The placebo was denatured (THC removed) marijuana. Unless you can tell the difference between decaf and real coffee by the smell, I doubt you'd have noticed the difference here.
> The "study" is a joke.
No, the study is the crack in the dike of decades of drug hysteria that blocked honest study of the question.
A losing battle in a losing war. This is your position.
It wouldn't be as interesting, to be sure. It's been done.
Oh, Dr. Donald Abrams has long been associated with the movement to legalize drugs.
Assumes facts not in evidence, unless you're implying that the following is an association in the movement to legalized drugs.

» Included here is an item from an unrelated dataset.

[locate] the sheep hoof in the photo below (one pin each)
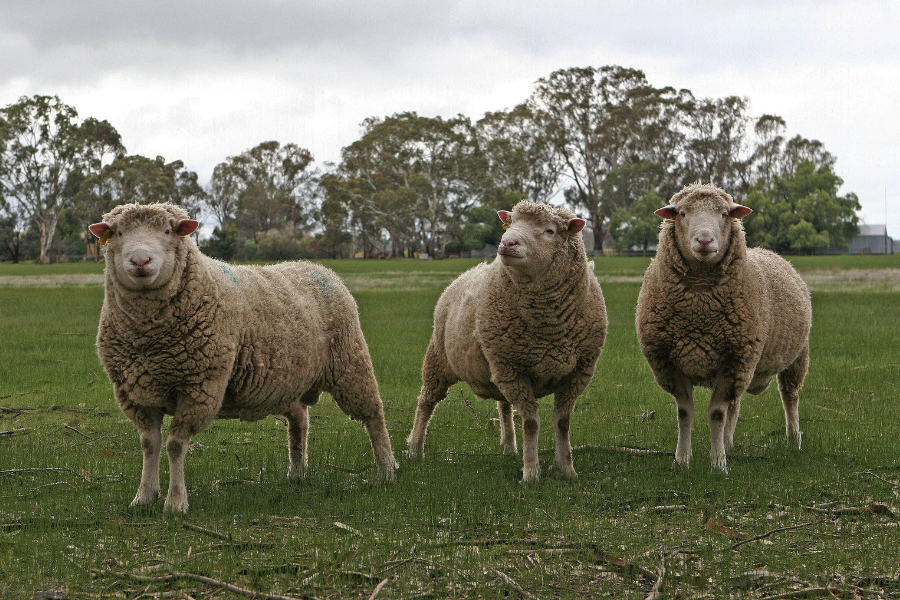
(531, 475)
(296, 473)
(144, 498)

"Dr. Kenneth P. Mackie, a professor of anesthesiology at the University of Washington, has devoted 15 years to studying the brain's response to cannabinoids through specialized brain receptors called CB1 and CB2. "There's a whole bunch of theoretical reasons suggesting there would be a benefit for marijuana on a variety of conditions relating to pain and neuroinflammation," Dr. Mackie said. "But the clinical studies just aren't there."
A quick Google search only brings up an anti-drug shill site that claims that he's a legalization advocate.
Post #11 LOLOLOL
Rose Hoban put down her stethoscope (as a nurse), picked up a microphone and enrolled in UC Berkeley's journalism school where she concentrated in radio.

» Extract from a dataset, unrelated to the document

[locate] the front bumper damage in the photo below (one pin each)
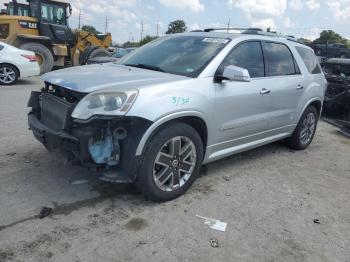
(103, 144)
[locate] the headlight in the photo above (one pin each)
(105, 103)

Before coming to WUNC (National Public Radio (NPR) and North Carolina Public Radio-WUNC), Rose aired stories on Living on Earth, the California Report and KQED FM news. She's also published in the San Francisco Chronicle, the Contra Costa Times and the Anchorage Daily News.

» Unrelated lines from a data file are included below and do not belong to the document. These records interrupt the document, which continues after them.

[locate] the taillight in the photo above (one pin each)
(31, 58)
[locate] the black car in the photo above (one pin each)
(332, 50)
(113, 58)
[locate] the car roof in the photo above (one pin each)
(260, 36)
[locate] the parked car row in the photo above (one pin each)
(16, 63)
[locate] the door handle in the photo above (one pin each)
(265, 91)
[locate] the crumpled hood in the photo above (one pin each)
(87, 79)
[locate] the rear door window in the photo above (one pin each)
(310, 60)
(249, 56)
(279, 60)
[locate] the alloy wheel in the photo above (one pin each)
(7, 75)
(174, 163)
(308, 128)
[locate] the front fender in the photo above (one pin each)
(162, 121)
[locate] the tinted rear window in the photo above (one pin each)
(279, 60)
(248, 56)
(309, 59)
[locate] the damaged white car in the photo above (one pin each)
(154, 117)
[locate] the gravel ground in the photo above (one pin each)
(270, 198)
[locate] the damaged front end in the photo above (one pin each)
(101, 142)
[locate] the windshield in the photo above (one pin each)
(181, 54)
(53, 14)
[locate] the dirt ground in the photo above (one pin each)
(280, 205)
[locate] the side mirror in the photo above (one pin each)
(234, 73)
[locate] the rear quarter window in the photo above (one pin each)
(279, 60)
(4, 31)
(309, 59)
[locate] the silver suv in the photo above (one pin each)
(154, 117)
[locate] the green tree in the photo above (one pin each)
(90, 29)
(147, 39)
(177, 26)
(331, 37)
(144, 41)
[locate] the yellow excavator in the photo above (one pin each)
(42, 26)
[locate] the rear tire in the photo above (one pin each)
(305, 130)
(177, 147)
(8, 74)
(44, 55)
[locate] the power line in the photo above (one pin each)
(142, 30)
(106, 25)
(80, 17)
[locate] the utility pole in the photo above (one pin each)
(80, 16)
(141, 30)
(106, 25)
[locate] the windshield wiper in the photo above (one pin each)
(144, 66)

Hoban also served as a medical project coordinator for the Doctors Without Borders/Médecins Sans Frontières program in Indonesia.
Hoban said she is interested in policy trends and public health not just the disease of the week.
"I don't smoke marijuana. No secret there. But even I could tell the difference between marijuana and a placebo just by the smell alone. The "study" is a joke."
Don't know if someone else already responded to this without reading through them all, but you wouldn't be able to tell the difference between the real marijuana and placebo by smell because they both smell the same. The placebo is still marijuana but with the THC engineered out of it.
And, purely hypothetically, if the two did smell different, I imagine someone within the study design process, or implementation process, or peer review process, would have caught what would have been a hugely obvious flaw in the study--that flaw being the lack of a valid control. In that case it likely would have never even gotten off the ground, or by chance if it did, it would have had a pretty hard time getting published, in which case we would likely never have read about it here.
"Yeah, doing a study using Marinol (the THC pill) and a placebo wouldn't be fair, now would it?"
Those studies have already been conducted--that's how you got the drug called "Marinol" in the first place.
I'd like to see a study of smoked marijuana versus Marinol and their comparative abilities to alleviate nerve pain.